The Chicago union has placed barricades up against any seemingly meaningful process of judging classroom performance. Currently, it is arguably easier for most principals to run an Ironman Triathlon than get rid of a lousy teacher, given complexities of the union contract.

During a late-night press conference Sunday, about as much time was spent bemoaning lack of air conditioning in school buildings as discussing teacher performance by Lewis, a Dartmouth graduate who turned to the classroom after a short-lived stand-up comedy fling. And it was unclear why frustrated city negotiators had been unable to contact her for hours during the day as parents awaited a resolution with bated breath.

The union comes close to desiring a lifetime job guarantee as it presses for full recall rights for any member who suffers a layoff. They scoffed Sunday at a city proposal under which those whose schools are shut would merely be assured of an interview with a principal elsewhere but not necessarily a post elsewhere if a vacancy existed.

Is Emanuel up to the job of convincing a teacher-loving public why the city really can’t afford even what he seems to have generously proposed (by some measures, about a 16 percent raise over four years)? Can he succinctly message how the union really doesn’t want to be held accountable for students’ performance? (Lewis cites poverty, violence, and other social issues beyond teachers’ control that lower test scores.) From some perspectives, the walkout borders on the irrational.

Former mayor Richard M. Daley, who governed Chicago for 22 years prior to Emanuel, gave the union unduly rich deals, with various schools superintendents just along for the bargaining ride, most notably Arne Duncan, now the U.S. Secretary of Education.

Daley can easily be chided for giving away the store in some ways, though he had the nerve to take over the entire system during the mid-1990s in a deal with the legislature and inspired real achievements. Those include creating knockout “selective enrollment” high schools, which perform better in state tests than the fanciest suburban schools, which traditionally led the pack.

But Daley also knew the political perils of a strike, especially if you were a white mayor overseeing a school system that is majority black and Latino.

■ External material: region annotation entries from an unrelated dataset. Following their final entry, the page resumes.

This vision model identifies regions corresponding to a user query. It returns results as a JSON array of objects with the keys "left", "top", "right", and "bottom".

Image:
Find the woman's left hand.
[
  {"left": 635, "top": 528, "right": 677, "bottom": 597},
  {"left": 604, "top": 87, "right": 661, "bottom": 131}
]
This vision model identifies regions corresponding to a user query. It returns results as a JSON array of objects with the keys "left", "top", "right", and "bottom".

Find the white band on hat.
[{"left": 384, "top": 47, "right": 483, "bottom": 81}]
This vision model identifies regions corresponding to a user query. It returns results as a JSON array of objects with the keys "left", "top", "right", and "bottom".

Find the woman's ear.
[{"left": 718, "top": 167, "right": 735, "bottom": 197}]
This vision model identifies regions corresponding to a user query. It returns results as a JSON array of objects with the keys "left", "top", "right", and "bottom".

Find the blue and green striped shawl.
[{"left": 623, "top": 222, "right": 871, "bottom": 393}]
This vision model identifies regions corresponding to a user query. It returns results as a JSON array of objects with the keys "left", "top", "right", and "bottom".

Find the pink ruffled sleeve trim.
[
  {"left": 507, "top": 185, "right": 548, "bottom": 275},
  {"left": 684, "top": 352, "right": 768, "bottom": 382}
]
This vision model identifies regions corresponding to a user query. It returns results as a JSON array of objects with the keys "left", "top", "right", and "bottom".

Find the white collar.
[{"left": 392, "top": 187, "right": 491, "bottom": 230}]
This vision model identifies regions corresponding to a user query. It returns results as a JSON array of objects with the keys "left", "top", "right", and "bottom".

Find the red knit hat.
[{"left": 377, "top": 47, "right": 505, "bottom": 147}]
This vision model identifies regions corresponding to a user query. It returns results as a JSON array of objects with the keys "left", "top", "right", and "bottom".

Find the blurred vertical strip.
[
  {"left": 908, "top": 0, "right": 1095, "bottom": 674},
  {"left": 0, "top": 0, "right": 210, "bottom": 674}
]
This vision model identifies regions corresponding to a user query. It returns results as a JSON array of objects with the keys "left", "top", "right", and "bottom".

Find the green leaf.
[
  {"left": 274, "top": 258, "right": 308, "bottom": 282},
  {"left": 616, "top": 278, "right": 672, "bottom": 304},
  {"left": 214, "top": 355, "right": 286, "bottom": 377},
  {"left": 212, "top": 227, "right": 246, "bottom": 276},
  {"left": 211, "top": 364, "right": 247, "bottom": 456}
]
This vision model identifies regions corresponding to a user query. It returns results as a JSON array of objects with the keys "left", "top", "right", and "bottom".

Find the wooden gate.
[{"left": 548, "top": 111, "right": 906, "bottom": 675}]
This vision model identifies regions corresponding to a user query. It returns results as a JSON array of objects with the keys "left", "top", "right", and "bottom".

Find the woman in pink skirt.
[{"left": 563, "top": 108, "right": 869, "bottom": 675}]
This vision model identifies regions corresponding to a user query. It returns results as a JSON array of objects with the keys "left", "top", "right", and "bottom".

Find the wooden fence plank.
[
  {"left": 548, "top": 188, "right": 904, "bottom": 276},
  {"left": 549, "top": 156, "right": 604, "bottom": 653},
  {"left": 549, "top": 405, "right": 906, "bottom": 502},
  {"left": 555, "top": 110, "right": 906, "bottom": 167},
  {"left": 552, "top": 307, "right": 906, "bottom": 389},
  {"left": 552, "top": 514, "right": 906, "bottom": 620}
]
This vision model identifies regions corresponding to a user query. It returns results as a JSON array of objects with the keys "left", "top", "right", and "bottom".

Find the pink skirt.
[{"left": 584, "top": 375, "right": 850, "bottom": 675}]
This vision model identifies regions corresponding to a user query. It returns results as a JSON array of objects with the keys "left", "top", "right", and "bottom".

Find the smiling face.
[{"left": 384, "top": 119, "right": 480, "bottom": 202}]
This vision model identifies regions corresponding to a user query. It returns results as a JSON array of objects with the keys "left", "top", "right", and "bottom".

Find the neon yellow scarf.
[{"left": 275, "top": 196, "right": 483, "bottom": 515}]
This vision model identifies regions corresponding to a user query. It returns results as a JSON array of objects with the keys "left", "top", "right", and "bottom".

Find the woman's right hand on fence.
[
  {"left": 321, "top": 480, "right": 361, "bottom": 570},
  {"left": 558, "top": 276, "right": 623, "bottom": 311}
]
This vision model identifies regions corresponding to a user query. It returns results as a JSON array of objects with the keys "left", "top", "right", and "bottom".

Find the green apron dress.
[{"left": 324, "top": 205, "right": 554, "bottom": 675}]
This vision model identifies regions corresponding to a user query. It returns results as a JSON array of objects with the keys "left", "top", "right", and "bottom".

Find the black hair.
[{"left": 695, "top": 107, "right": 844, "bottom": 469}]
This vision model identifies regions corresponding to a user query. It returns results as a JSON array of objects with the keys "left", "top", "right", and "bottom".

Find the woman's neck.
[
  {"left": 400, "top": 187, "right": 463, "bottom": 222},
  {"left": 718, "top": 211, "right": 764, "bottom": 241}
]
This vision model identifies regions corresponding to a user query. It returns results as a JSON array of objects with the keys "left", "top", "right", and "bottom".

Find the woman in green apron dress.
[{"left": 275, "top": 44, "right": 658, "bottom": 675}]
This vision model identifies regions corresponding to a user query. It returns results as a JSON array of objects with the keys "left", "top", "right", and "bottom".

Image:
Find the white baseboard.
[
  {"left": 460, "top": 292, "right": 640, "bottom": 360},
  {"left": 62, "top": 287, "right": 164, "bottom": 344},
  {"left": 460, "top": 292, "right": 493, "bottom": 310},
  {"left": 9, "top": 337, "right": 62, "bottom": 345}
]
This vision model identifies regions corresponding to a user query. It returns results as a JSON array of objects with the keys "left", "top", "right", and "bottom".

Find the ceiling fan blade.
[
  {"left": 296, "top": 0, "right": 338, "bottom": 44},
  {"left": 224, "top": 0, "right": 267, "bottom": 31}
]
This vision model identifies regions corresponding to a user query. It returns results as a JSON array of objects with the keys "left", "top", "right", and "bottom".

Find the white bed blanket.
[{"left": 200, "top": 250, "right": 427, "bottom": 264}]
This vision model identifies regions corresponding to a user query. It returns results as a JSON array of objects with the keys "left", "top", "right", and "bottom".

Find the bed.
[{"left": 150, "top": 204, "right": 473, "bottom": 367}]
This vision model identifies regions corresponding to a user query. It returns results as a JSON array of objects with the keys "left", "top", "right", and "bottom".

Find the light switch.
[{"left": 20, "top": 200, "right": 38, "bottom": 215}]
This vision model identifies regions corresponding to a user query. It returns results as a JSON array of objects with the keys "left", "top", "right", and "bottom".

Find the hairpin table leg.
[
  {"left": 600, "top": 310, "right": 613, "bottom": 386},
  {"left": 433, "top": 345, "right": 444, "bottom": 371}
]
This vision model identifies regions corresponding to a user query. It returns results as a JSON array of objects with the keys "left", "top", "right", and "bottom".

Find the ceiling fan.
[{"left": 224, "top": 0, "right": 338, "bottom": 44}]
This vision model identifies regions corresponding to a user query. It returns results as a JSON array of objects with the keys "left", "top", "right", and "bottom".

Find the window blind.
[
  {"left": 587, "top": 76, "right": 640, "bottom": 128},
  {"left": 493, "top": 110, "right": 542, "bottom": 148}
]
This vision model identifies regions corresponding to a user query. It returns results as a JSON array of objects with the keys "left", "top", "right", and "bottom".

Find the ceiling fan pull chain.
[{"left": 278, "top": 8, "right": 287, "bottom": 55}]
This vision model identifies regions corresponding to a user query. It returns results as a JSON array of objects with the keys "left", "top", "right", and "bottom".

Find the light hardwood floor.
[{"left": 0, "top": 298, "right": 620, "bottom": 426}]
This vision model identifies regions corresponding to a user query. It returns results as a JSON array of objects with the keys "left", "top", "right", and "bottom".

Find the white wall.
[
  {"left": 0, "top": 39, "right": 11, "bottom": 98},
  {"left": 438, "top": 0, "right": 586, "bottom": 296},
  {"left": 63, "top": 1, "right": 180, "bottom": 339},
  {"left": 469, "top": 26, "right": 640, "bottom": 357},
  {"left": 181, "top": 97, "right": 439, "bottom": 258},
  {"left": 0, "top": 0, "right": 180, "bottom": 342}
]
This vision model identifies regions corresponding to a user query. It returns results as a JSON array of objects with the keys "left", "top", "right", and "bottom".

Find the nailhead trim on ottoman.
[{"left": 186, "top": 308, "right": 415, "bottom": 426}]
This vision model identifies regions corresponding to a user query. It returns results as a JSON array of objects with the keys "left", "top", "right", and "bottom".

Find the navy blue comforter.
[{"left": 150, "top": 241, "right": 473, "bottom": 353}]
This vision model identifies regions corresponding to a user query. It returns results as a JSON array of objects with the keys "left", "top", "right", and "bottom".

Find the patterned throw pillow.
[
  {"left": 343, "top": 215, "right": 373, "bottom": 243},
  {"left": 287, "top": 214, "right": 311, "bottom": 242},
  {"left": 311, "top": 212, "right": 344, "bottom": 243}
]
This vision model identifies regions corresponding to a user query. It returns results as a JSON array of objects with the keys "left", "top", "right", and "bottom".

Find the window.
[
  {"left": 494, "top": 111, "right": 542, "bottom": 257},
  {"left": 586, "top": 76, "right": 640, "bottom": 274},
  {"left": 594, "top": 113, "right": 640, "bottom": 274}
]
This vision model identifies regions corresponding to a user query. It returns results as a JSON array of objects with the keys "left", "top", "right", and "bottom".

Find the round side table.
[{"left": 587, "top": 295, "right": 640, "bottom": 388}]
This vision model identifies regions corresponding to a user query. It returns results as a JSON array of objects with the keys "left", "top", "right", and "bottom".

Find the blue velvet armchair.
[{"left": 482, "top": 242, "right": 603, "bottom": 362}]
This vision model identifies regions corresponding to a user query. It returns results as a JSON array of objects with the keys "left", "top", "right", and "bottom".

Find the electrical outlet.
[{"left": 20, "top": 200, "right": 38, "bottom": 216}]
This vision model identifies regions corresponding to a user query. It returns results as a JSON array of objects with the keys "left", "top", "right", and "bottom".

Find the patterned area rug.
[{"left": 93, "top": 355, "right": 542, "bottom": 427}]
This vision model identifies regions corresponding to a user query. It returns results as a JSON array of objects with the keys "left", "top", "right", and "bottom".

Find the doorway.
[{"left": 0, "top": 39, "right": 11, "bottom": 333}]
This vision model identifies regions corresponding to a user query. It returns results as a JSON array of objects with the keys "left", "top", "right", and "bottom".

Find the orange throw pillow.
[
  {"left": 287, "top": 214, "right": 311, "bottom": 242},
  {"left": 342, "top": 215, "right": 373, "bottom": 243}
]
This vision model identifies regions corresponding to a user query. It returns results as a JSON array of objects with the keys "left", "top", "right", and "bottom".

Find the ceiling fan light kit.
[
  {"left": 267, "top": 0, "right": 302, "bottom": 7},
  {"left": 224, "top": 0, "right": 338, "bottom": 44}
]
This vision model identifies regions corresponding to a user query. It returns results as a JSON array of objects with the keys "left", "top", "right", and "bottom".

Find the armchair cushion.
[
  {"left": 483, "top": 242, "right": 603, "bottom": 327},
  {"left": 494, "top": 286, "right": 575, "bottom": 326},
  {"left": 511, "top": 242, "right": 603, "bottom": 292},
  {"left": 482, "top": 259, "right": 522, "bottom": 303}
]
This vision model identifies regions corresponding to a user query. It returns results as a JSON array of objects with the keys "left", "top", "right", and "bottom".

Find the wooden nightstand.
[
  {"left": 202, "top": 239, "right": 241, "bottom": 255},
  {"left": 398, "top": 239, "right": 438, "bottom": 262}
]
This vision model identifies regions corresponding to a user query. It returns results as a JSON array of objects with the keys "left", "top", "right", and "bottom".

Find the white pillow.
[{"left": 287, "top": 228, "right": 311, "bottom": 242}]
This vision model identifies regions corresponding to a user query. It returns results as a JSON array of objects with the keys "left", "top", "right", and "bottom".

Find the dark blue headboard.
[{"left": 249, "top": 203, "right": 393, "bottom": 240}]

The optics can be all wrong.

Conventional wisdom suggests a brief walkout, with the real substantive questions being how much deeper into a financial hole a new contract puts the schools system and what, if anything, it does for improving teacher performance.

Regardless, the Missile faces the biggest political crisis of his life as he presumably carves out time to speed-dial prospective donors for the prime pro-Obama super PAC.

Obama and many Democrats have been wary of involvement with groups allowed to accept unlimited, even anonymous, contributions as permitted by the Supreme Court’s Citizens United decision. But Romney’s super-PAC fundraising advantage has loomed so large that the argument to kick-start the effort was won by those saying fight fire with fire.

Last week Emanuel was beckoned to head an existing but lagging effort. There are few, if any, in the Democratic Party with his Rolodex and experience tapping the wealthy, given two decades of raising money for presidents, the Democratic Congressional Campaign Committee (as a Chicago congressman), and his own mayoral campaign.

But at least for a likely day or two, the Missile must deal both with Lewis, the failed comic who has already won key concessions for her members, and parents scurrying to deal with homebound children.

During his own press conference late Sunday, he suggested the differences between the parties were modest and that he didn’t quite understand why the teachers couldn’t return to class Monday as negotiations continued.

In a blazer and dress shirt open at the collar, he was cool and measured, surely belying a famous inner rage.